The main demand drivers in Jindalee are an above-state-median household income of $139,620/year, a dwelling mix that is 93% separate houses, roughly 1 schools and 2 parks within the catchment. Together these shape both owner-occupier and tenant demand and are the factors we weight most heavily in the suburb's investment score.
Jindalee has a usual resident population of approximately 4,044, compared with a Western Australia suburb median of 5,605 — placing it in the lower half of the state's suburbs by size. Population is the clearest proxy for market depth: more residents mean more transactions and typically a shorter average days-on-market on resale.
Jindalee sits 38 km straight-line from the Perth CBD. This is an outer-metro location; local employment and infrastructure announcements tend to move prices more than CBD connectivity alone.
The most recent census recorded a median weekly rent of $425 in Jindalee, equating to approximately $22,100/year in gross rental income (state median $350/week).
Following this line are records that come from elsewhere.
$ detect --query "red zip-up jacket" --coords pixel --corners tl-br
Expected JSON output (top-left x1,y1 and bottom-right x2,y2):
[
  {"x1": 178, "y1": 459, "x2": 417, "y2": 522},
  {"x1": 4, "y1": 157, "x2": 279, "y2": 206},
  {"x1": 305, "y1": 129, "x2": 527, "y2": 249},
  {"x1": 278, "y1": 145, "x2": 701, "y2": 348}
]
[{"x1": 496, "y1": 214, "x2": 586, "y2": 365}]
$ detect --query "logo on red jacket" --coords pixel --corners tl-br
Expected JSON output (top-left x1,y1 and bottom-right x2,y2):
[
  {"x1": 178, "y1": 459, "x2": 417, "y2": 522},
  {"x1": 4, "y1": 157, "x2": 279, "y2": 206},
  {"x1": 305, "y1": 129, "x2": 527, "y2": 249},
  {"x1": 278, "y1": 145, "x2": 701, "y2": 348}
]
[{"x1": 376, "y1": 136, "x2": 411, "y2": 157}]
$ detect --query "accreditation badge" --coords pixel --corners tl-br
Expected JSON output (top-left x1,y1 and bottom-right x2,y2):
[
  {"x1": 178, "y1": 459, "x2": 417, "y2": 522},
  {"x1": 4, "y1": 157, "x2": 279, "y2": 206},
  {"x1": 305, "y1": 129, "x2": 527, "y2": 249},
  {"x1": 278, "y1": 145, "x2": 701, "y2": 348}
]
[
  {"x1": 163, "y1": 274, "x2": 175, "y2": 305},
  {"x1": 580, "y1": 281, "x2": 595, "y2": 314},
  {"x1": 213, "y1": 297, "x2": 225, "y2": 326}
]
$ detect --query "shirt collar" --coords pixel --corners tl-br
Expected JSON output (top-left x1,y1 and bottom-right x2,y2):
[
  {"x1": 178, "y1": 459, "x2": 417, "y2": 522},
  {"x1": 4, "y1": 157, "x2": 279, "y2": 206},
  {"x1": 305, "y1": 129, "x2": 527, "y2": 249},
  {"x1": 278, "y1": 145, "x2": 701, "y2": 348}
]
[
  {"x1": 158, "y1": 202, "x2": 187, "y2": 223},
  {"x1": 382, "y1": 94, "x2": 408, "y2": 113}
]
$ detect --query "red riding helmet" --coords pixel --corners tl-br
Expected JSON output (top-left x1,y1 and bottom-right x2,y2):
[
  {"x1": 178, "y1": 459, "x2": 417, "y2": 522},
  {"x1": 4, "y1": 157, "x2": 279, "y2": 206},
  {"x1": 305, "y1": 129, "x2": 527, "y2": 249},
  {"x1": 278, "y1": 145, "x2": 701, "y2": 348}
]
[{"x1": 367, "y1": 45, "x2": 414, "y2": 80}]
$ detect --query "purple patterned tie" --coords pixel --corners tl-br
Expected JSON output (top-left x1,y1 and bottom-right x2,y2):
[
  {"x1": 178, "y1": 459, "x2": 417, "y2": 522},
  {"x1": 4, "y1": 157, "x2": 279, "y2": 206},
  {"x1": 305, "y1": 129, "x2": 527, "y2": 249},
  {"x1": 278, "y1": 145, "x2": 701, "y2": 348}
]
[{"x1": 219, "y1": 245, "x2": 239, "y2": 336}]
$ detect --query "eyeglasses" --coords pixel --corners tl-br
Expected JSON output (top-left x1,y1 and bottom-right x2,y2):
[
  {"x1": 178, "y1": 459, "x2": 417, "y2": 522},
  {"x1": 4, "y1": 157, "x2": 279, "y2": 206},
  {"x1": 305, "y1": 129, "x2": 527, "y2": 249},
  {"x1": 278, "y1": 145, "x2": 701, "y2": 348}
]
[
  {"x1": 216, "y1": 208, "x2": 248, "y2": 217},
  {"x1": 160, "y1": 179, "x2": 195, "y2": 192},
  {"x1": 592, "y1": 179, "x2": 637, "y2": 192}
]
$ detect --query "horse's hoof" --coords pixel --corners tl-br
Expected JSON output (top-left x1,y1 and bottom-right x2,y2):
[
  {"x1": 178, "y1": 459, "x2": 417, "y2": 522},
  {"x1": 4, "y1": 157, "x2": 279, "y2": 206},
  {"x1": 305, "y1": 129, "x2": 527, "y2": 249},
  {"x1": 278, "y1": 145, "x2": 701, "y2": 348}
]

Market rents have typically drifted above the recorded figure — verify against current listings on realestate.com.au and Domain before making an offer.
The median monthly mortgage repayment in Jindalee is $2,383, or approximately $28,596/year (vs $1,902/month state median). Stress-test your own borrowing at rates 1–2 percentage points above today's to make sure you can still service the loan through an RBA tightening cycle.
A median weekly rent of $425 works out to $1,842/month, covering 77% of the median mortgage repayment of $2,383/month. That leaves a $541/month shortfall (around $6,492/year before tax benefits), so a typical owner-occupier-priced property here is negatively geared. Actual cash flow depends on your deposit, loan terms, ownership costs and marginal tax rate — run the full numbers in our rental yield calculator.
The main risks are a thin buyer pool (4,044 residents), interest-rate sensitivity on the $2,383 median mortgage, the broader Western Australia market cycle. Each of these is covered in the Risk Factors section above with suburb-specific numbers rather than generic warnings.
Every number on this page comes from the ABS 2021 Census of Population and Housing, Australia Post postcode reference data, and OpenStreetMap amenity tiles. The investment score, strategy verdicts, and comparison table are computed deterministically from those inputs — no opinion, no estimation. See our full methodology and the data sources and licences for the formulas we use.